A new Pew Research Center study of Israeli attitudes released this week provides sobering evidence that Jews in Israel hold strikingly different views on several key issues compared with their cousins in North America.

Unlike American Jews, who overwhelmingly consider themselves liberal, the study found that only 8 percent of Israeli Jews so describe themselves. That could help explain the 61 percent in Israel who believe that Jewish settlements in the West Bank make their nation more secure, as opposed to just 17 percent of American Jews who hold that view.

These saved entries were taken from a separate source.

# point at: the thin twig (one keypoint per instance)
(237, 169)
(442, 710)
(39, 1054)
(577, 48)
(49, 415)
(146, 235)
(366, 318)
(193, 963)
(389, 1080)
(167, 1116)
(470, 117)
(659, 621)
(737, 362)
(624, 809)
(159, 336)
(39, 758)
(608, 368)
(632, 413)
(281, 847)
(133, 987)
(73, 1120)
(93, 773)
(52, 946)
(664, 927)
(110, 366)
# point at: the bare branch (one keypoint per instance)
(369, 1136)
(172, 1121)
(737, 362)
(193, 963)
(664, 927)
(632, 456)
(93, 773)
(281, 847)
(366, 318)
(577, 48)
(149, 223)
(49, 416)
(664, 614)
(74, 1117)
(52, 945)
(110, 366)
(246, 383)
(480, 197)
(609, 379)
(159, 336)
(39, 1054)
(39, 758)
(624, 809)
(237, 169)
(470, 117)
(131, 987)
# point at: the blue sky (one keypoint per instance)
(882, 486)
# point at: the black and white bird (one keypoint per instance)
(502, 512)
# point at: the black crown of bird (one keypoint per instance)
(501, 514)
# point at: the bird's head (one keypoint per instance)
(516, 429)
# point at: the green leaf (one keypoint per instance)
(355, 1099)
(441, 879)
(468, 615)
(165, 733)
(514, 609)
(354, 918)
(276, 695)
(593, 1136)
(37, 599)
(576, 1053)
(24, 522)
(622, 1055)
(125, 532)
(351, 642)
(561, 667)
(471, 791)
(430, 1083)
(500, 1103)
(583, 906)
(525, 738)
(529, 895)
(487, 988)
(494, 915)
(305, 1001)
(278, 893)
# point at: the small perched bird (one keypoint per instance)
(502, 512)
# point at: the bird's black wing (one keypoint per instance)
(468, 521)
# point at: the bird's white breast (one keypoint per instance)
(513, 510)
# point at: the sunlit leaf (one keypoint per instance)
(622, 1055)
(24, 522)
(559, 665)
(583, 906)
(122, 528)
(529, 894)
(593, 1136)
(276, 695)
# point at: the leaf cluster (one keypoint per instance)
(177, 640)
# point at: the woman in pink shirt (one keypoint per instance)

A majority of American Jews consider Israel both Jewish and democratic. But less than a quarter of Israeli Jews see it that way. Asked to choose, 89 percent of secular Israeli Jews say democratic values should take precedence over Jewish law, while 89 percent of ultra-Orthodox Israelis say the exact opposite. And the latter group is growing.

Even so-called secular Israelis are more traditional than secular American Jews. A vast majority keep kosher, and more and more are returning to religion.

The Pew finding that has garnered the most headlines is the disturbing 48 percent of Israeli Jews who agree that “Arabs should be expelled or transferred from Israel.” That figure rises to 72 percent among self-described right-wing respondents.

Granted, no Israeli government has ever proposed such a draconian policy. Similarly, no past survey has shown such an alarmingly high number holding such views, leading some experts to caution against overreacting.

Nevertheless, the results will surely unnerve American Jews, who pride themselves on their tolerance, embrace of diversity and affinity for democracy, and who wish to overlay those attitudes on Israel.

So what are we to make of all this? For one thing, Jewish solidarity may be more complicated to maintain as time goes on. Arguably, in Israel’s early days, the similarities between American Jews and Israeli Jews were more pronounced. More than six decades on, Israel’s national character has evolved. Scarred by war and terror, impacted by waves of immigration from Arab lands, Ethiopia and the former Soviet Union, and emboldened by its economic power, Israel is its own country. Its culture is not our culture.

American Jews tend to view the Jewish state through a provincial American lens, and that can lead to a disconnect. If we are to engage seriously, we must see each other for who we are, not whom we wish the other to be.